I don't even think I could get the one on the right correct myself...


Success

As seen above, the detector that achieves an accuracy of 93.9% also produces a lot of false positives with a threshold of -0.2. On the left we have another image detected with a threshold of -0.2, and on the right we have an image detected with a threshold of 1.0. Thresholding at 1.0 hurts accuracy by about ~2-2.5% (here it is at 90.9%) but leaves us with much cleaner detections.

Extras

These images have been evaluated on the thresholded face detector to reduce false positives in the images.

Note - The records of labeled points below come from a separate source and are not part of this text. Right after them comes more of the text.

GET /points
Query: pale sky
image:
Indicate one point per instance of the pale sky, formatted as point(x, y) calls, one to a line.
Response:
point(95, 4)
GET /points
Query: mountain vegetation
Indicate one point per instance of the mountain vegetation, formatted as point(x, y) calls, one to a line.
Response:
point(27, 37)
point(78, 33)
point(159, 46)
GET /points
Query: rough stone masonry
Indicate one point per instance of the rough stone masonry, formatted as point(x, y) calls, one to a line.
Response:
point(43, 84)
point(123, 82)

There seems to be some difficulty with faces shown from the side. I think additional training data that emphasized different face perspectives could improve this performance. Clearly, this detector is very effective at faces which face forward.


Mining Hard Negatives

I also tested out some mining of hard negatives. After training the SVM, I again evaluated the SVM on random patches of negative images, this time at scale steps of 0.7 for 5 iterations. I configured the process to sample 5000 patches from each negative image and keep predictions that were greater than 0 (which there ended up being 1724 of). I used these positive prediction value patches as more negative training examples and retrained the SVM with these additional negatives. Overall, I did not see a noticeable impact on performance. I actually did manage to reach a higher average precision when testing this technique, however it is not clear if this technique was the reason I reached this precision as each run has inherent variability due to the randomness of the negative example gathering and SVM training. Nevetheless, this used the same configuration as the previous top performing result (of course other than the hard negative mining). Hard negative mining does not add too much computation time; in my experience it ranged from 1-2 additional minutes depending on the number of hard negatives mined.

And here you will find the SVM boundary as well as the Viola Jones figure comparison. Notice that the SVM boundary is very divisive in this run.

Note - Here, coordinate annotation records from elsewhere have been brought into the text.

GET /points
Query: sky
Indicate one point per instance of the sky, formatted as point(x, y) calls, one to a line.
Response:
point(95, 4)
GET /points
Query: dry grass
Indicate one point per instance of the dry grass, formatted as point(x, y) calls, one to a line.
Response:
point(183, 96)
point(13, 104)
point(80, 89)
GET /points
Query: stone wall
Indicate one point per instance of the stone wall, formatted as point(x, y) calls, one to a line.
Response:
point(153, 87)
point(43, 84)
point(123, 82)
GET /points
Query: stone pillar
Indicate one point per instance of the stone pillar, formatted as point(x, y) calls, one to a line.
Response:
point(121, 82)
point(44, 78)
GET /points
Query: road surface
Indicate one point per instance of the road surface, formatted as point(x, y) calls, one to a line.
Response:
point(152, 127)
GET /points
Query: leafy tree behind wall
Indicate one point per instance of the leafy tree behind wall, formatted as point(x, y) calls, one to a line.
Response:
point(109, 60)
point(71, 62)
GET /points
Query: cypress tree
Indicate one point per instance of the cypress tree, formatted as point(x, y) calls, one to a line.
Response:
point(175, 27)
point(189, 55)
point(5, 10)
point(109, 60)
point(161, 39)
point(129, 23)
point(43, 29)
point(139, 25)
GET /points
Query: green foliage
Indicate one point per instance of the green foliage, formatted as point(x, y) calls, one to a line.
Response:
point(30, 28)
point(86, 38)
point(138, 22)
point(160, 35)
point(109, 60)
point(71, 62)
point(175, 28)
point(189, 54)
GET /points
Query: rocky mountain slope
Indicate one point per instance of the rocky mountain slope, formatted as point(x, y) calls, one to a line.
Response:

We seem to have achieved very similar performance to Viola Jones.

We will now look at our two top performing face detectors. On the left, we have our face detector that did not use hard negatives (93.9%) and on the right, we have our face detector that did use hard negatives (94.1%). It starts to become clear that we end up with less false positives with the hard negative mining (both detectors only kept predictions that has SVM responses greater than -0.2).

Conclusion

Thanks to the work of Dalal and Triggs, we can detect faces at reasonable accuracy with relatively little complexity. This project really highlights the power of SVMs and image features such as HOG. These well established black boxes leave us with little additional effort required to solve a seemingly difficult task. In this application, hard negative mining appears to impove the quality of our face detections by removing false positives, but does not tend to improve precision at such high performance already. This could be a more useful technique if we had less data to train on.